Os pesquisadores usaram modelos de computador e análise de dados para estimar mudanças climáticas, principalmente em relação ao nível de precipitação.Quando a quantidade de chuva cai abaixo de certo limite, a floresta deixa de ser capaz de retroalimentar a umidade, tornando a passagem para savana praticamente irreversível, segundo os pesquisadores.
O objetivo foi ajudar a prever como as florestas atuais podem ser afetadas por mudanças nos padrões de chuva, provocadas pelos efeitos dos gases de efeito estufa.
Os cientistas simularam o que aconteceria em dois cenários extremos: 1) se todas as florestas nos trópicos desaparecessem, onde elas se recuperariam, de acordo com as condições climáticas?, e 2) se houvesse florestas em toda a região tropical, que áreas se manteriam, de acordo com o clima?
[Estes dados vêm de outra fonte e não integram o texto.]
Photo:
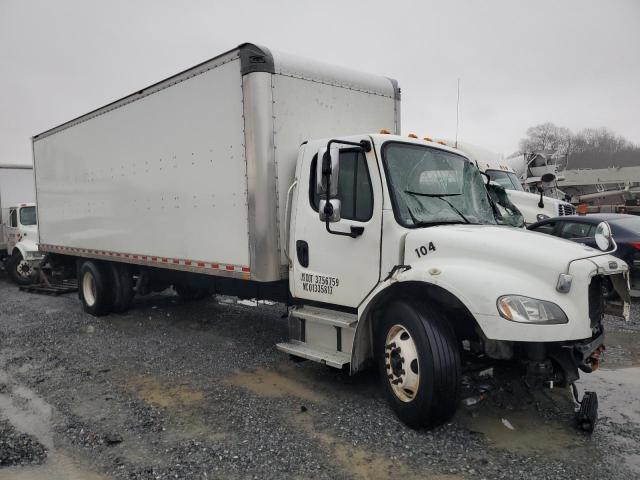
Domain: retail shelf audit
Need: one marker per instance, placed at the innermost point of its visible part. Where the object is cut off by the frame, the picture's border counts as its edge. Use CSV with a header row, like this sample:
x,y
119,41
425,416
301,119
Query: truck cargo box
x,y
192,173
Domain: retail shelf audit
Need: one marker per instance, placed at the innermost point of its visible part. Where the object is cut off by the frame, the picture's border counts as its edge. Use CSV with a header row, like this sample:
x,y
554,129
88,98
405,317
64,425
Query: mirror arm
x,y
365,145
541,203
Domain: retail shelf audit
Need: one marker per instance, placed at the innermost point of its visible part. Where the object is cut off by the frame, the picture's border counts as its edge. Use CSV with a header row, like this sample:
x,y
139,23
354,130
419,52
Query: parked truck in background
x,y
18,226
249,175
534,207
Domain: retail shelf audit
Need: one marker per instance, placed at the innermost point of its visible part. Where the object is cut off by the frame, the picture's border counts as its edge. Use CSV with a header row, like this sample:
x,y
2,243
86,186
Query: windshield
x,y
28,216
432,186
507,180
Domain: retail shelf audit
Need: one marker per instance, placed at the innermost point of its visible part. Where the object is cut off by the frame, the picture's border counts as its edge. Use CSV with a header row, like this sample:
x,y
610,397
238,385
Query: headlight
x,y
521,309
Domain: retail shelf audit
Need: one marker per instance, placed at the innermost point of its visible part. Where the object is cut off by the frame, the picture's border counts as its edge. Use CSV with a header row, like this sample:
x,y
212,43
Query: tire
x,y
95,288
421,383
122,280
19,270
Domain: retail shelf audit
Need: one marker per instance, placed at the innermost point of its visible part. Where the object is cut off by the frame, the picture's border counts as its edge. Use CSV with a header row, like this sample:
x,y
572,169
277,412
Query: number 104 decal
x,y
422,250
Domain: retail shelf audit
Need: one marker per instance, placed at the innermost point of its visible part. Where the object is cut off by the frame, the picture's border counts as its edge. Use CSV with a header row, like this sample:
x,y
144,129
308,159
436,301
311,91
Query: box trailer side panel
x,y
298,100
162,176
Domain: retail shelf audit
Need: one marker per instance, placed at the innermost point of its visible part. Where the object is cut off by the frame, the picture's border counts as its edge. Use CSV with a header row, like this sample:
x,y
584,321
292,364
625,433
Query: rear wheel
x,y
19,269
419,362
96,288
123,293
Partindo de um cenário sem florestas, os pesquisadores notaram que, à medida que elas aumentam em área, passam a afetar as chuvas. O vapor das folhas se condensa e volta à floresta como precipitação, acelerando o florestamento e criando um círculo de mais chuva e mais cobertura vegetal.
O efeito de retroalimentação também apareceu no estudo que começou com os trópicos inteiramente tomados por florestas. Hoje já há lugares em que a chuva não é suficiente para sustentar uma floresta tropical, e, com menos cobertura vegetal, a precipitação também cai, permitindo o aparecimento de incêndios, que reduzem ainda mais a floresta.
Com base nessas duas simulações, os pesquisadores estabeleceram uma área potencial de floresta “mínima” (a que cresceria a partir do zero) e “máxima” (a que sobreviveria a partir do 100%) sob as condições climáticas atuais.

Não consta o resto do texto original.